The document posted on the Ford service portal and available through some public websites is called “A Guide to Identifying Failures Related to Performance Modifications” as it focuses on identifying the potential modification to the gas engines in their performance cars. Ford sells tons of cars for petrol heads, and it’s no surprise to see a document like this from the company that supplies the public with Fiesta STs and Mustangs.
The guide is a pretty interesting read because it shows that Ford is wise to your tricks. Don’t think Ford hasn’t seen your little plans before. Trying to swap stock parts back into your car will not go unnoticed.
The guide shows a simple flow-chart directing the technician to use a borescope to look inside the motor to see if damage is present and to check for related codes. The flow-chart offers a few points from that direction that lead to either a warranty repair or if they will send you packing.
Initial Checks Performed By Technicians
The guide lets technicians and service advisers inform owners that current factory approved and certified calibration or tunes are set up for maximum performance for how the cars are built.
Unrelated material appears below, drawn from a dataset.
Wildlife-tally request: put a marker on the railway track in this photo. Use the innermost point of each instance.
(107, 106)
Therefore any aftermarket parts or tuning risks damage to engines and transmission.
If modifications are suspected, technicians are instructed to record specific diagnostic trouble codes (DTCs) and freeze frame data that would explain why there’s damage to the engine.
This would be stored information relating to misfires, knock, increased catalyst temperature, and lean air-fuel ratios. Looking at these specific parameters makes sense; increasing boost can cause lean fueling conditions, which can cause the engine to knock and then increase the temperature in the catalytic converter as a result of those detonations.
Covered Performance Parts
Fear not, some performance modifications are approved and covered under a separate warranty through Ford Performance. Those include products from Ford Performance, Ford Racing, and Mountune.
Technicians are instructed to check the OASIS service portal (Online Automotive Service Information System) in order to verify that the parts were installed correctly and to verify warranty information there.
So even if you have installed warranty approved parts but they were not registered correctly, you have still voided your warranty.
Commonly Found Modifications
The last section of the guide shows examples of commonly modified intake parts and spacers from brands such as Forge. It also covers modifications to the PCV (positive crankcase ventilation) system such as new catch cans or vents, explaining that such modifications can cause damage to a car’s turbo.
Since the high-pressure fuel system in Ford’s EcoBoost engines will not support much additional fuel flow on its own, tuners may add an additional fuel injection source. Ford instructs technicians to look for additional injectors in the induction system.
Don’t advertise your modifications
One of the easiest to see signs listed in the document is decals. Technicians are instructed to look for stickers or badges that name an aftermarket parts company. So what you need to do is build a sleeper. In addition to the stickers, they are also instructed to look for dash mounts for additional clocks.
The last section relating to EcoBoost engines covers common turbo modifications such as blow-off valves, wastegates, and downpipes. These modifications can get you more power (and sweet, sweet turbo noises), but they cause compressor surge or over-speed the turbo. Technicians are instructed to look for them if the engine’s turbocharger has failed.
It is always going to be risky business modifying a brand new car, so if you are planning a huge build I would just rip the warranty up as you leave the showroom.